‘Hatred has no place in the cradle of human rights’

Jewish community, political leaders mark five year since terrorist attack at Toulouse school.

Memorial for victims of 2012 Jewish school shooting in Toulouse , France (credit: REUTERS)
PARIS – Hundreds of French Jews and non-Jews took part Sunday evening in a ceremony at Paris’s Synagogue de la rue Nazareth, commemorating five years since the terrorist attack on the Ozar Hatorah Jewish day school in Toulouse, which killed four people.
The French political class honored the event, with former president Nicolas Sarkozy welcomed at the synagogue with applause.
Also present were President of the Senate Gérard Larcher, presidential candidate François Fillon, former prime minister Manuel Valls and several ministers, as well as Latifa Ibn Ziaten, the mother of one of the soldiers murdered by the same assailant who perpetrated the Toulouse attack.
On March 19, 2012, Mohammed Merah arrived to the Toulouse Jewish school on a scooter and started shooting. Rabbi Jonathan Sandler, his two young sons Arié, 5, and Gabriel, 4, together with 7-year-old Myriam Monsonego, were killed.
Fifteen-year-old Aaron Bryan Bijaoui was also wounded.
In the days preceding the attack, Merah, who declared himself an al-Qaida fighter, had already murdered three people.
On March 11, he killed paratrooper Imad Ibn Ziaten in Toulouse, and on March 15 he killed paratroopers Mohamed Legouad and Abel Chennouf in the nearby town of Montauban. Another soldier, Loïc Liber, was seriously wounded and is paralyzed for life. Police killed the terrorist three days after the attack on the Jewish school, during a siege on his apartment in Toulouse.
Calling this week upon French Jews to attend the ceremony, Joel Mergui, president of the synagogue council, emphasized that Sunday’s service was dedicated to all victims of jihadism, whose names will forever be associated with the history of France – a country that refuses to give in to barbarism, hate and exclusion.

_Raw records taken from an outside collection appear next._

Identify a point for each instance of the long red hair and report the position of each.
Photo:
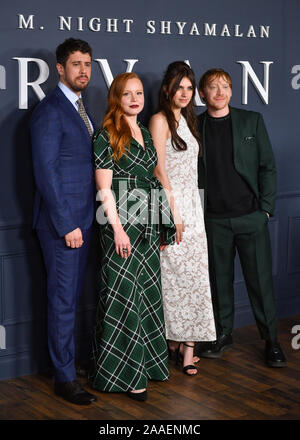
(114, 122)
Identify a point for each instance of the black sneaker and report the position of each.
(216, 348)
(73, 392)
(274, 355)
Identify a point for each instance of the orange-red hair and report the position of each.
(119, 131)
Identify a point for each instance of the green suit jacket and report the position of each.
(253, 155)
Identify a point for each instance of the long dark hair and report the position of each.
(175, 72)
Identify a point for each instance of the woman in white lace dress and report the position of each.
(185, 280)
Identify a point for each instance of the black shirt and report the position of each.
(228, 194)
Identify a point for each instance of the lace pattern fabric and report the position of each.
(185, 279)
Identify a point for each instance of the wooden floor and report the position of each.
(237, 386)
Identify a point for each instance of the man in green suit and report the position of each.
(237, 171)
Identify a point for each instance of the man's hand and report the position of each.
(74, 238)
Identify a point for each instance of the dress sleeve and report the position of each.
(102, 151)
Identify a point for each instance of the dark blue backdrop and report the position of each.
(33, 31)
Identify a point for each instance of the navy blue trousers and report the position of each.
(65, 277)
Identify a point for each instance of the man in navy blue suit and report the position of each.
(61, 133)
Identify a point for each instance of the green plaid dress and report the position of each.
(129, 345)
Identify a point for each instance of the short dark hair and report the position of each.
(211, 74)
(70, 45)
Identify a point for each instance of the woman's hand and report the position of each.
(122, 243)
(162, 245)
(179, 231)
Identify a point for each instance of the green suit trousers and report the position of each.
(249, 235)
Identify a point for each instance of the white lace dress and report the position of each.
(185, 279)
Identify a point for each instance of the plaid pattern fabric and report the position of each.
(129, 345)
(82, 113)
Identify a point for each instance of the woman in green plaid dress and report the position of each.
(129, 345)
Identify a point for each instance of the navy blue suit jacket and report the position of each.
(63, 166)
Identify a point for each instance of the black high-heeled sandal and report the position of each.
(180, 359)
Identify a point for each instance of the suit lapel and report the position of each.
(236, 132)
(69, 108)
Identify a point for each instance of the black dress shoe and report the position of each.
(215, 349)
(274, 355)
(74, 393)
(140, 397)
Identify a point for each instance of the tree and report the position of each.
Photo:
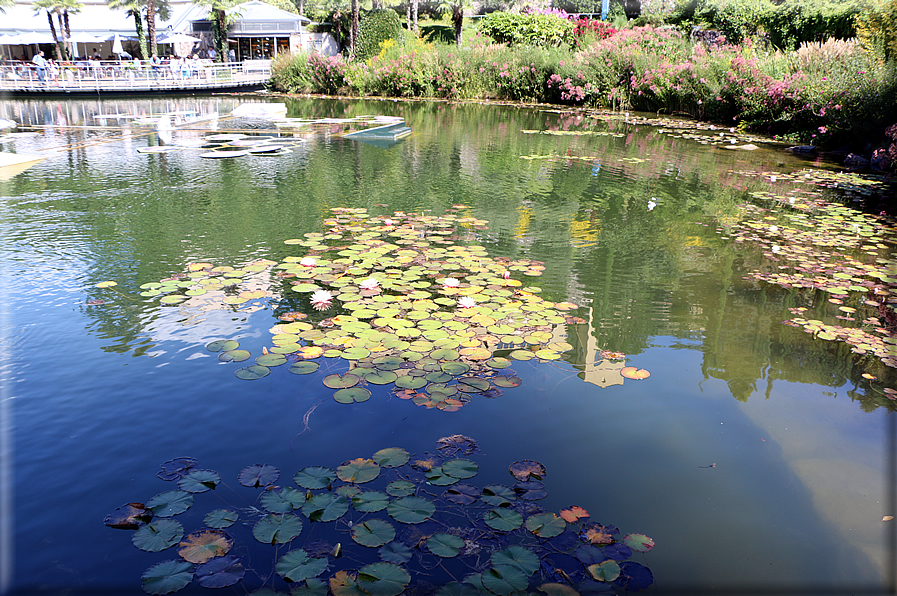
(52, 8)
(133, 10)
(219, 18)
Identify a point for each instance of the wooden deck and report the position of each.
(115, 78)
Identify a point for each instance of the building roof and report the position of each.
(255, 10)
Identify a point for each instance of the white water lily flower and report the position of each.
(467, 302)
(321, 299)
(369, 284)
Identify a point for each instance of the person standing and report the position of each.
(41, 63)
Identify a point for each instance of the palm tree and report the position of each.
(219, 18)
(133, 9)
(53, 8)
(68, 7)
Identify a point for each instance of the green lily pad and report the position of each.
(380, 377)
(606, 571)
(503, 580)
(203, 545)
(314, 477)
(370, 501)
(325, 507)
(234, 356)
(270, 360)
(258, 475)
(411, 382)
(391, 457)
(517, 556)
(411, 510)
(277, 528)
(296, 566)
(383, 579)
(352, 395)
(169, 503)
(158, 535)
(345, 381)
(167, 577)
(546, 525)
(304, 367)
(437, 477)
(199, 481)
(503, 519)
(400, 488)
(358, 471)
(221, 518)
(282, 500)
(445, 545)
(460, 468)
(252, 373)
(373, 533)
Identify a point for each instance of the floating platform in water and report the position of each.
(15, 163)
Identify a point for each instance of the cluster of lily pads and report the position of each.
(392, 517)
(398, 299)
(229, 145)
(817, 245)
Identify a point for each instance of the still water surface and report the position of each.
(97, 396)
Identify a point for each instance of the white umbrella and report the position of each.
(116, 46)
(177, 38)
(84, 39)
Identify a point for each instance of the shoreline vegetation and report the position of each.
(745, 64)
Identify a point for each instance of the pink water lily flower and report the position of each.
(321, 299)
(467, 302)
(369, 284)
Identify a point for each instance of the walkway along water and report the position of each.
(128, 77)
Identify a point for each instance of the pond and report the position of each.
(519, 346)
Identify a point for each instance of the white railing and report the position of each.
(131, 76)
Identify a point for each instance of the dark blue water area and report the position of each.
(755, 468)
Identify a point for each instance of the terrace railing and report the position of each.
(132, 76)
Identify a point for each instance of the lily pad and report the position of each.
(314, 477)
(460, 468)
(383, 579)
(258, 475)
(325, 507)
(296, 566)
(546, 525)
(282, 500)
(220, 572)
(352, 395)
(373, 533)
(336, 381)
(503, 519)
(167, 577)
(203, 545)
(252, 373)
(358, 471)
(277, 528)
(199, 481)
(391, 457)
(158, 535)
(370, 501)
(411, 510)
(221, 518)
(169, 503)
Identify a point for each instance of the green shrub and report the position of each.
(877, 28)
(376, 27)
(289, 72)
(797, 21)
(527, 29)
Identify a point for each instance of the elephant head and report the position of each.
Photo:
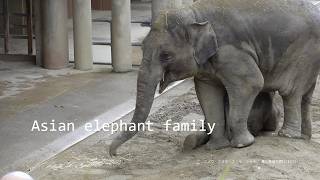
(173, 50)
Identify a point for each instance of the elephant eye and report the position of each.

The council chose the Nazareth Synagogue as the venue since at the time, just hours after the Toulouse attack, a similar ceremony was conducted at the very same place. Then-president Sarkozy and candidate François Hollande, along with hundreds of ordinary Parisians, had arrived in silence to the synagogue, expressing their shock and indignation over the murder of French citizens simply for being Jews.
“Being here, I relive the ceremony we conducted five years ago. I relive taking the airplane to Jerusalem with the bodies of the four Toulouse victims to be buried in Israel,” said Mergui, adding that the family members of the victims never called for vengeance or hatred, but turned their anger and pain into a drive to be better French citizens and better Jews.
“We, French Jews, we must keep fighting... Our republican values and our Jewish values must serve as a uniting force. We cannot let the enemies of France make us weaker or divide us,” he said. “The jihadists are making war in our country. Their war is unconventional, trying to erase democracy here and around the world. Facing this, France must be strong. The ideology of hatred has no place in the cradle of human rights.”
Earlier, Francis Kalifat, the president of the French Jewry umbrella organization CRIF, together with Interior Minister Bruno Le Roux, took part in a series of ceremonies in Toulouse, including a commemoration ceremony inside the Jewish school itself.
“Today, five years after, we are still consumed with horror and pain,” the minister said. “These feelings have not dissipated and we have not reconciled with them. Five years after, we cannot forget.”
In honor of the victims, the minister inaugurated “The Tree of Life” sculpture by French artist Charles Stratos in the school’s courtyard.